29 The patients included in our study had no history of steroid intake and were predominantly middle-aged. These differences may explain why the prevalence of RPE microrips was lower in our study population than that in the patients of previous investigations. An increased choroidal hydrostatic pressure due to the hypermeability of the choroidal vessels has been considered to be responsible for the RPE detachment.
1,2,30 This mechanism may lead to a breach or microrip of RPE by which the pressure beneath the RPE and above the RPE equalizes. It has remained unclear whether such an RPE microrip is a necessary condition for the fluid access from the sub-RPE space into the subretinal space in eyes with CSC. In that case, a prevalence of 100% instead of 12% as in our study should be expected. It has remained elusive whether limitations in the axial and lateral resolution of available OCT images and the scanning pattern may have been reasons for missing some microrips. The spectral domain OCT (Spectralis; Heidelberg Engineering Co.) has roughly a lateral resolution of 14 μm and an axial resolution of 7 μm. In contrast to a typical large RPE rip characterized by a torn RPE and a bared choroid, an RPE microrip is a small defect in the RPE layer, which may close spontaneously.
31
The present study in association with the investigations mentioned above showed that OCT characteristics of CSC were an increased subfoveal choroidal thickness with dilated hyporeflective lumina (vessels) beneath a thinned inner choroidal layer in the ICGA hyperfluorescent area, RPE detachments with hyporeflectivity beneath the detached RPE, and RPE microrips. These features may be useful to differentiate CSC from masquerading diseases affecting the macular region, such as Vogt-Koyanagi-Harada's syndrome, uveal effusion syndrome, polypoidal choroidal vasculopathy, posterior scleritis, pregnancy-induced choroidopathy, choroidal hemangioma, lymphoblastic leukemia, or other metastatic choroidal disease.
32,33
The internal reflectivity within the dilated choroidal lumina partially appeared to be similar to that of subretinal fluid. Since this was a study based on imaging techniques, one could not infer that the similar appearance of the fluid in the hyporeflective lumina and in the subretinal fluid could be taken as a hint that the biochemical compositions of the fluids were similar.
Potential limitations of our study should be mentioned.

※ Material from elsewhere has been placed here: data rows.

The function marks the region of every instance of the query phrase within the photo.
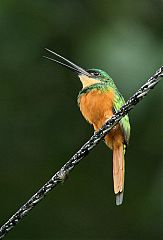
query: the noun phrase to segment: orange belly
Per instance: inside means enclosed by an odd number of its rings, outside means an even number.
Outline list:
[[[92,90],[80,97],[80,111],[84,118],[93,125],[95,131],[103,126],[103,124],[113,115],[114,92],[108,90],[102,92],[100,90]],[[117,124],[105,136],[106,144],[112,149],[113,146],[119,146],[123,142],[123,134],[120,125]]]

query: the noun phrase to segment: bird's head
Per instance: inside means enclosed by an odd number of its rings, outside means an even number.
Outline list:
[[[83,84],[83,88],[85,87],[89,87],[93,84],[96,83],[106,83],[109,81],[112,81],[112,79],[110,78],[110,76],[103,70],[100,69],[88,69],[85,70],[81,67],[79,67],[78,65],[72,63],[70,60],[62,57],[61,55],[59,55],[58,53],[55,53],[49,49],[46,48],[46,50],[52,54],[54,54],[55,56],[57,56],[59,59],[63,60],[64,62],[60,62],[56,59],[44,56],[45,58],[54,61],[66,68],[69,68],[70,70],[74,71],[77,73],[77,75],[79,76],[82,84]]]

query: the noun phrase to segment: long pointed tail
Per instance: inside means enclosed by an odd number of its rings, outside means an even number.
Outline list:
[[[124,175],[124,146],[121,144],[119,146],[114,146],[113,148],[113,181],[116,205],[121,205],[123,202]]]

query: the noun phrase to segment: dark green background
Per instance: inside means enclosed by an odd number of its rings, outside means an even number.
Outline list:
[[[163,2],[0,1],[1,224],[93,133],[78,77],[43,59],[45,47],[107,70],[128,99],[163,64]],[[100,143],[6,239],[163,239],[162,91],[161,81],[130,113],[121,207]]]

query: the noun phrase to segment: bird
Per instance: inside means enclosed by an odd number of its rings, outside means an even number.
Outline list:
[[[101,69],[85,70],[58,53],[45,48],[59,60],[44,56],[77,73],[81,83],[77,102],[83,117],[98,131],[124,104],[125,100],[110,75]],[[125,115],[104,137],[104,142],[113,151],[113,189],[116,205],[121,205],[124,194],[124,155],[130,139],[130,122]]]

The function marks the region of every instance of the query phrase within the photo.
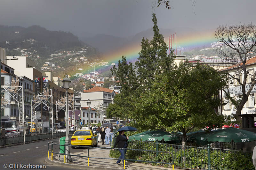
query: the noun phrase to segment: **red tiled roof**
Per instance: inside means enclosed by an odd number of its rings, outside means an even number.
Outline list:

First, the enhanced depth imaging mode of the OCT technique is an indirect method to image and measure the RPE, Bruch's membrane, and the choroid. It has not yet been unequivocally proven which histologic structures correspond to which line in the EDI-OCT images. Second, due to limitations in the spatial resolution of the EDI-OCT and the scanning pattern, some RPE microrips may have been overlooked, leading to an underestimation of the prevalence of this abnormality. Third, since it is an imaging study, nothing could be said about the biochemical composition of the material beneath the RPE and in the dilated choroidal lumina.
In conclusion, acute and chronic CSCs are characterized by a thinning of the inner choroidal layer with an enlargement of the underlying large hyporeflective choroidal lumina found in all eyes, in addition to a dome-shaped RPE elevation, a double-layer sign of the RPE/Bruch's membrane complex, and RPE microrips in some eyes. EDI-OCT may be a valuable help in the diagnosis of CSC.